Tuesday, March 17, 2015

The Trouble With Faith Healing

One of the big tenets of magick that gets pushed over and over again here in the blogosphere is that in order to obtain the best results, you need to combine your magical operations with as many mundane steps toward your goal as possible. In terms of probability this is easy to understand. Magical powers have limits in terms of the probability shifts that they can produce, so the key is to use mundane steps to bring the likelihood of success within that range. Then you employ a magical operation to push the odds the rest of the way.

Magical healing works exactly the same way, whether it's being practiced by ceremonialists or churches that employ various forms of faith healing. The problem with some of those faith healing groups, though, is that in addition to teaching that spiritual techniques can be used to heal, they also insist that their methods must be used in place of conventional medicine. I see it as a failure of their theology, in which the notion of spiritual faith gets extended to encompass mundane connotations of belief.

Specifically, the teaching appears to be that any use of mundane medical technology constitutes "doubt" in what they perceive as the power of God. And in any other context, that's just dumb. Let's say that you have a friend who agrees to help you out on some sort of project. If you then continue to seek help from other friends on the same project, does it mean you "lack faith" in the first friend? Of course not. Spiritual healing can certainly help with medical problems and issues, but it works best when combined with every possible mundane treatment.
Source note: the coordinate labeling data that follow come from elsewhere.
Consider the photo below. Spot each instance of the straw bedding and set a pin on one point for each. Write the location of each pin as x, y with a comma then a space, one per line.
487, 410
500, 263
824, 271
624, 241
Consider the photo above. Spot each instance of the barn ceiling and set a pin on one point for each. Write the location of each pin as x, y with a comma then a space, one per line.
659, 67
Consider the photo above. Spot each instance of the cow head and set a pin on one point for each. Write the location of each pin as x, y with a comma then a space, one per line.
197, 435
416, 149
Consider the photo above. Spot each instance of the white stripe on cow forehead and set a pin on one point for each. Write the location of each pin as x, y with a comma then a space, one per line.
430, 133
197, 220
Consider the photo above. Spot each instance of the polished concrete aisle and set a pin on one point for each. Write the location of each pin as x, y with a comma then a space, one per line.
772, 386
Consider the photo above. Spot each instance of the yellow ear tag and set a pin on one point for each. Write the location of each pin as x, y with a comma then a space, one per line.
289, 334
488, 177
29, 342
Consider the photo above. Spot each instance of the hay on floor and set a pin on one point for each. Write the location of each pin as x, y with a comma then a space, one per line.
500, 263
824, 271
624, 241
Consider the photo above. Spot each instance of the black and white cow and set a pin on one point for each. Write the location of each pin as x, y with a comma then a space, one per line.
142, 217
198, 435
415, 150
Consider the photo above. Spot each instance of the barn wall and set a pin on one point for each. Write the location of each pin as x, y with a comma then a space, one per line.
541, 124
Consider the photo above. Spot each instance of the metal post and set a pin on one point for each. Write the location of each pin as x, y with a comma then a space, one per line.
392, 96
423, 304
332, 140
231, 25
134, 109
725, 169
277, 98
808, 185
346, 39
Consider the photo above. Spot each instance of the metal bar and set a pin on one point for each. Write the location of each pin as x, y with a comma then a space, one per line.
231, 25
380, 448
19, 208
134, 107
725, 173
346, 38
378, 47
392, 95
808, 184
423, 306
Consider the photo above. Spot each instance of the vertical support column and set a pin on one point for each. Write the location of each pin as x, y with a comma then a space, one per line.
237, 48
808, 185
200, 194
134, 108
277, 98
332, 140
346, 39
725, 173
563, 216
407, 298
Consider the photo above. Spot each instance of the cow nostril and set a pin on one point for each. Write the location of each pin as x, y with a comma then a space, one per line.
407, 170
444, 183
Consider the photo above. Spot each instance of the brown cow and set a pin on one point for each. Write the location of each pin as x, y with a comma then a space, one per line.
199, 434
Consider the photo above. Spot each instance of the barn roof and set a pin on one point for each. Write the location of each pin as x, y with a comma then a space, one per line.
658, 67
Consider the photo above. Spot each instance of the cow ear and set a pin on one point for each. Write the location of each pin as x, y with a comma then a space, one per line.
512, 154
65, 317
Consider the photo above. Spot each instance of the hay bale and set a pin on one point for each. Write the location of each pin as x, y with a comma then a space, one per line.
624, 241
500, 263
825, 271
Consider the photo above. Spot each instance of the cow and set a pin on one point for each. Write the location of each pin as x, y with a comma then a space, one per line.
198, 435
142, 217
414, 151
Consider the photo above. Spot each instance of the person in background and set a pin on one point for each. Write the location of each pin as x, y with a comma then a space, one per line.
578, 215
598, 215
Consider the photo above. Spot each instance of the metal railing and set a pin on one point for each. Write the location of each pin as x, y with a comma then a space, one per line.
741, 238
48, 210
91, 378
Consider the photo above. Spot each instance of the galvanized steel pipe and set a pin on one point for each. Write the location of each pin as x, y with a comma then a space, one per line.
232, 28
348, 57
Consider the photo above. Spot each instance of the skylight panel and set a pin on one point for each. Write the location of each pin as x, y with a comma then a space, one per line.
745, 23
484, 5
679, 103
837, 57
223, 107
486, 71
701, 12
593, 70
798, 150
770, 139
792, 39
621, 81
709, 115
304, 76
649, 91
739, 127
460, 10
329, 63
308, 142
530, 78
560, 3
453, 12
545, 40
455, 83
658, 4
And on its own, it's generally far less effective than conventional medicine.

With that in mind, the state of Idaho is considering limiting faith exemptions to the state's child neglect laws for medical care, after a string of preventable deaths among the children of the Followers of Christ, a faith-healing group that eschews conventional medicine. But state representative Christy Perry, who represents a district in which many members of the group reside, claims that this policy would violate their religious rights.

Perry says that a proposed ban on faith-healing would violate the religious rights of her constituents. The legislation, which would limit faith exemptions for medical care in the state’s child neglect law was proposed after a string of preventable child deaths in Perry’s district. The 12 who died were children of sect members. Most of the children died from causes like pneumonia, sepsis and easily treatable cases of food poisoning.

But Perry argues that it’s well within the Canyon County sect’s First Amendment right to refuse medical care for their children on religious grounds. She says those trying to reform the laws are denying the sect their religious freedoms. “Is it really because these children are dying more so than other children, or is this really about an attack on a religion you don’t agree with?” Perry told Aljazeera.

What's so confusing about this logic, or lack thereof, is that apparently Perry is trying to argue that just because some of the people supporting this bill don't like the Followers of Christ they should be able to let their children die preventable deaths. That makes absolutely no sense. Furthermore, let's be clear about what the proposal really says. Nothing in it prevents the group from employing faith healing to treat illnesses. However, it means that conventional medical treatments must be employed as well.

In fact, as there's no technical reason that conventional medical treatment interferes with spiritual or magical healing, if the Followers of Christ are forced to employ both it's possible that their children might wind up healthier than the general population. That is, the spiritual healing component might very well speed recovery and limit undesirable side effects from medication. Faith-only healing is little more than a misunderstanding of how the technology really works.

So I fully support this proposed policy and hope that it can be implemented over the objections of representatives like Perry. There's no functional or technical reason to deny medical care to children, and from a religious perspective there's no evidence that such treatment interferes with spiritual healing in any way.